A grandeza e a fidelidade de Urias contrastam com a baixeza e a mesquinhez de Davi. São como que dois painéis de um mesmo díptico,

feito de luz e de sombras(...). Urias aparece no quadro moral pintado pelo autor de 1 Sm 11 como o protótipo de lealdade ao seu rei, da solidariedade aos colegas de armas e de devoção ao Deus presente na arca. É o painel de luz, de nobreza, de fidelidade. O painel de sombras cabe a Davi, convertido em prisioneiro das paixões mais vis e abjetas, que o levam a recorrer a artimanhas inconfessáveis para manter a imagem e as aparências, enquanto executa propósitos criminosos

(Lamadrid, 1996, p. 82).

Na história da sucessão de Davi, os aspectos de sua vida familiar são descritos com senso de realidade. A despeito das informações prestadas, existem argumentos verdadeiros e próximos da realidade humana. Na história da ascensão pairam indagações e desconfianças sobre a progressiva “ascendência e magnanimidade” de Davi. O autor mostra a vinculação de Davi com Deus ao reconhecer o seu pecado diante do profeta Natã (2 Sm 12), mas também não suaviza a atitude do profeta em pronunciar diante do rei o seu erro. Davi, até ser descoberto pelo profeta, viveu um período de hipocrisia e de enganos para com todos que estavam a sua volta. Ele não mais fugia do seu perseguidor sem saber qual era a sua culpa como na história da ascensão; pelo contrário Davi cometeu adultério voluntário e conscientemente escondeu o fato dos que estavam a sua volta.

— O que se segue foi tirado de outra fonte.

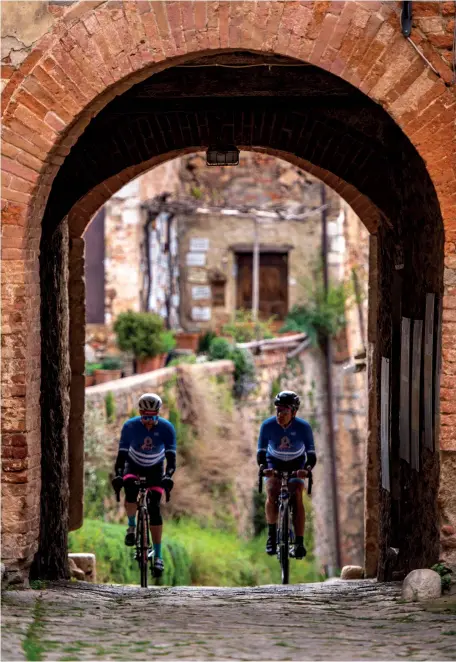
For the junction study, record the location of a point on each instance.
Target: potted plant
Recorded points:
(187, 340)
(144, 335)
(89, 373)
(109, 370)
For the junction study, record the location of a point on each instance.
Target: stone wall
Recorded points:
(275, 370)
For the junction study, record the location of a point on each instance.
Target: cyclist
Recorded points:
(286, 443)
(145, 442)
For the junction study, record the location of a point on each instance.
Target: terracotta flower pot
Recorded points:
(103, 376)
(150, 363)
(89, 380)
(186, 340)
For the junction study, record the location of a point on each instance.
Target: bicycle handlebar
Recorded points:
(141, 482)
(309, 479)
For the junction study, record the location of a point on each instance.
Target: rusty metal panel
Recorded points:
(415, 394)
(428, 400)
(438, 367)
(404, 413)
(385, 424)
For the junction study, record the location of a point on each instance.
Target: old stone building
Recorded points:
(95, 93)
(212, 276)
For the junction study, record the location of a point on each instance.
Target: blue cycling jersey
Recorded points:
(290, 444)
(147, 447)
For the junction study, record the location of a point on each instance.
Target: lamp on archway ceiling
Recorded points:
(222, 155)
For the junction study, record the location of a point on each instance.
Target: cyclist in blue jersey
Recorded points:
(286, 443)
(146, 442)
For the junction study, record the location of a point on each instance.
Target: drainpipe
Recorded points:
(256, 272)
(327, 350)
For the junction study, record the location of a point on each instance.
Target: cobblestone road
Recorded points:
(330, 621)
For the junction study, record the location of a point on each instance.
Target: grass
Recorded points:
(32, 645)
(193, 555)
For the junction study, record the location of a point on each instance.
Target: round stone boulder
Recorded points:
(352, 572)
(421, 585)
(86, 563)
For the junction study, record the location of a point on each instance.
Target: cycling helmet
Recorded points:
(287, 399)
(149, 402)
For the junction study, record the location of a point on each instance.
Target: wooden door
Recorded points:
(273, 293)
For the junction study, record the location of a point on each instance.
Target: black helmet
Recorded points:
(287, 399)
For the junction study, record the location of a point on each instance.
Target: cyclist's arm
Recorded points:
(310, 449)
(170, 450)
(262, 446)
(124, 445)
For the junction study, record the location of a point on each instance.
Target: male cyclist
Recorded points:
(146, 440)
(286, 443)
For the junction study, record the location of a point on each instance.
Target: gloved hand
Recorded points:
(117, 483)
(167, 483)
(261, 458)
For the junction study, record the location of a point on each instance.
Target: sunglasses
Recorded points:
(149, 415)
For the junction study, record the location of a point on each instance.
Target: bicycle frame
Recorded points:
(142, 531)
(142, 542)
(285, 532)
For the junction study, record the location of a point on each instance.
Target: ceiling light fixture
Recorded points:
(222, 155)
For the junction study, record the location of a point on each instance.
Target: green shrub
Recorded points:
(168, 341)
(445, 575)
(183, 358)
(143, 334)
(244, 366)
(244, 371)
(91, 367)
(244, 329)
(111, 363)
(323, 314)
(110, 405)
(205, 341)
(192, 555)
(219, 349)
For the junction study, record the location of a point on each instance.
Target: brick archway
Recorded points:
(49, 102)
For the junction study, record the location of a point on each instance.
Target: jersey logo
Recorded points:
(284, 443)
(148, 444)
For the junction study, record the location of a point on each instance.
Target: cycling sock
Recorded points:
(272, 529)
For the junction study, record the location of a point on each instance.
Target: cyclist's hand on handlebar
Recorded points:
(117, 483)
(167, 483)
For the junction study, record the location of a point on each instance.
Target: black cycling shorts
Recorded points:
(153, 476)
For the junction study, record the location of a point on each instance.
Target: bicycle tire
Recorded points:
(284, 543)
(144, 548)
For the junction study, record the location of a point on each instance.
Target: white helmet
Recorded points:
(149, 402)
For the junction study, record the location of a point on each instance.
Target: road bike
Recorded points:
(144, 552)
(285, 531)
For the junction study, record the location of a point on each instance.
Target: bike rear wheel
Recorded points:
(143, 545)
(284, 543)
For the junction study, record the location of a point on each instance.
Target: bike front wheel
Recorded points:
(284, 542)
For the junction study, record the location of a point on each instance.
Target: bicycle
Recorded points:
(144, 551)
(285, 532)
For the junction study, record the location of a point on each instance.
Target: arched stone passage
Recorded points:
(50, 103)
(350, 138)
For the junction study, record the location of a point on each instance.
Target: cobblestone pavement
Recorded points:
(357, 620)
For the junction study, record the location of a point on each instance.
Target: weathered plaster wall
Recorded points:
(23, 23)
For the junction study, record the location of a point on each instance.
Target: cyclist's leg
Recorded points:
(131, 494)
(299, 516)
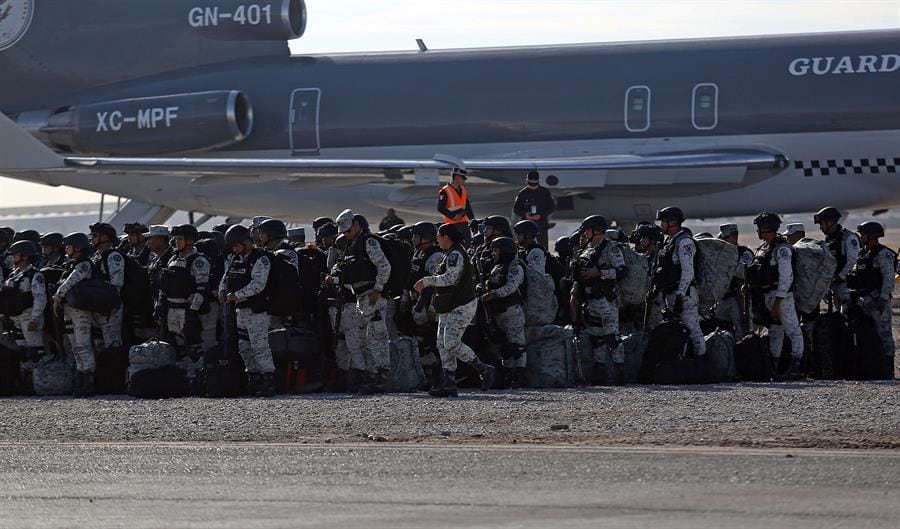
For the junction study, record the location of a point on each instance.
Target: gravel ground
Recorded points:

Os dados anteriores demonstram que o autor da “História da sucessão ao trono” adota diante de Davi uma posição muito distinta da tomada pelo autor da “História da subida ao trono”. Não é a defesa a todo transe do monarca. Pelo contrário, em muitos momentos temos a impressão de que se trata de um ataque sistemático. Os traços positivos são escassos e é preciso procurá-los com lupa. Dominam as sombras (Sicre, 2000, p. 69).

A história da sucessão se desencadeia numa série de brigas e assassinatos entre os filhos de Davi. São muitas as facetas de Davi e é possível verificar os degraus descendentes no seu caráter; o autor não nos surpreende ao revelar os problemas internos da família de Davi. Aos olhos do autor, a imagem de Davi é plural, o quadro que se apresenta não são fatos isolados nem improvisados, mas tudo transcorre em função da seqüência de erros e da ausência de Davi com relação aos seus filhos.